Chef Morimoto returns to Waikiki in style.

Photo: Tracy Chan

Morimoto Asia is Waikiki’s hottest new restaurant

Returning to Waikiki, “Iron Chef” Masaharu Morimoto brings a menu of Asian-fusion cuisine to his new restaurant Morimoto Asia Waikiki.


Seated on the veranda of the newly opened Morimoto Asia Waikiki, I have an hour until sunset and an unrivaled view of Waikiki Beach. On the corner of Kalakaua Avenue and Liliuokalani Avenue, the restaurant, spearheaded by “Iron Chef” Masaharu Morimoto, is the Alohilani Resort Waikiki Beach’s premier dining experience.

The Tuna Pizza serves as the perfect appetizer. 
Photo: Kevin Allen

I order the Tuna Pizza to start and I’m happy with my choice. Each bite feels light, however the mixture of anchovy aioli sauce, drizzled atop freshly sliced and locally sourced tuna and an array of sprouts, baby tomatoes and olives fill my mouth with flavor. The real standout of the dish is the crisp flour tortilla that the pizza sits on, which I’m told by my waiter is lightly brushed with an unagi sauce, giving it a salty kick.

The sun is nearing the horizon now, and although the Pacific is lit in a beautiful orange glow, I can’t take my eyes off my main course, the Ishiyaki Buri Bop. Brought to me in a cast iron bowl, the dish is seared tableside, and the smell of the sweet ginger soy sauce has me drooling. Morimoto’s take on the traditional Korean dish, bi bim bap, replaces the meat with seared hamachi.

An over­easy egg, which has now been soaked into the white rice, mixes well with the royal ferns and pickled daikon. Near the bottom of the bowl, where all of the sauces and juices have mixed together, each spoonful becomes better than the last. Before I know it, it’s all gone.

During a slight reprieve from my fine dining, I take in my surroundings. Morimoto Asia Waikiki shares the same aesthetic traits with the resort. Downplayed beige furniture and wooden decor give the space a refined, sleek look. A window is all that separates you from the bustling kitchen, giving diners a look at how the cooks are preparing their meals.

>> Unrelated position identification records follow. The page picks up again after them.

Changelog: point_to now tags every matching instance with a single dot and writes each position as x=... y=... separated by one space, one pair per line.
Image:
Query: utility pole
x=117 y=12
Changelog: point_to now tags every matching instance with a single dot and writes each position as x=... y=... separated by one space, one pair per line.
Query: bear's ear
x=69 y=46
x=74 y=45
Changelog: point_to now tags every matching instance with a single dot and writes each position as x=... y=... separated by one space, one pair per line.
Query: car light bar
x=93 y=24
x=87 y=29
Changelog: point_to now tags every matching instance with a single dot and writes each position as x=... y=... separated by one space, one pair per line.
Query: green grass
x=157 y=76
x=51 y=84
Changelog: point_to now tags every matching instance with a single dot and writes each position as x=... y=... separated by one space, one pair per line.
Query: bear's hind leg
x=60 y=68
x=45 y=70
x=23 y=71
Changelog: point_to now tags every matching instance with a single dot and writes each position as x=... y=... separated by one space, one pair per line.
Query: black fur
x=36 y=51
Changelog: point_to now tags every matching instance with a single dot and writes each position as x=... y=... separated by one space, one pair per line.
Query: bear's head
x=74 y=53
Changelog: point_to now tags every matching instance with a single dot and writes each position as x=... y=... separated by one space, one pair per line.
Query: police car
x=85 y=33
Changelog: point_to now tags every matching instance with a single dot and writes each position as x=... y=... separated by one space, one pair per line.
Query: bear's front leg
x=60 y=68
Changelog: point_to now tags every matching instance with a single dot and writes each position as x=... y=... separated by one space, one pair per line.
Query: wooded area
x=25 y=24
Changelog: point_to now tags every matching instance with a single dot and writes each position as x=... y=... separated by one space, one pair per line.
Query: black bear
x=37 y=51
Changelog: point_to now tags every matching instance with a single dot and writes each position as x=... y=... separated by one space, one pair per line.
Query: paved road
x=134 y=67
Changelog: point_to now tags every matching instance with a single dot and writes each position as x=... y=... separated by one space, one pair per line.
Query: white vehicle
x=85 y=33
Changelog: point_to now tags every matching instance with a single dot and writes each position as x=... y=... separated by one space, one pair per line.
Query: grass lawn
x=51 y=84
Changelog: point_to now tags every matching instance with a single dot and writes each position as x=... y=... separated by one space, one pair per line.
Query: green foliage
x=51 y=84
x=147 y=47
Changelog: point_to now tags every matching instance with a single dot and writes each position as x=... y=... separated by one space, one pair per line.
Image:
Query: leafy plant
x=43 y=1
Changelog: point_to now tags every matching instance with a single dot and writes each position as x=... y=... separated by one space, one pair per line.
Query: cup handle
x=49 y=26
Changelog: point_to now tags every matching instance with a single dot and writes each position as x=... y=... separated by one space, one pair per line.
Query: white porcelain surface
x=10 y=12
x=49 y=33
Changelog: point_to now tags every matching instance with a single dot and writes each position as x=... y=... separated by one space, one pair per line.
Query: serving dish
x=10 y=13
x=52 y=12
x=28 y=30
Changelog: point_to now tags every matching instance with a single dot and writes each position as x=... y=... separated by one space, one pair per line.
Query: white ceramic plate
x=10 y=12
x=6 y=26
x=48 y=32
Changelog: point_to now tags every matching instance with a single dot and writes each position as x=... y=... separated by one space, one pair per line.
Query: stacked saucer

Finally, dessert. I watch as my waiter sets the Chocolate Sphere, an unassuming ball of dark chocolate, alight with burning alcohol. The flames melt away a layer of chocolate to uncover chocolate ice cream and whipped cream in the sweet’s interior. Every spoonful is pure cacao bliss. Slices of strawberry give me a brief escape from the rich dessert, however I can’t stay away long.

Sipping away at a cup of Kona coffee at the end of my meal, I walk to the bar and am offered a Clean Shave. Not on the drink menu, but the bartenders will be happy to make you one, it’s a blend of Zaya rum, Bulleit bourbon, honey liqueur, orange and aromatic bitters and finished with a long orange swath. The drink effectively cleanses my palate, and is a satisfying way to end my extravagant evening.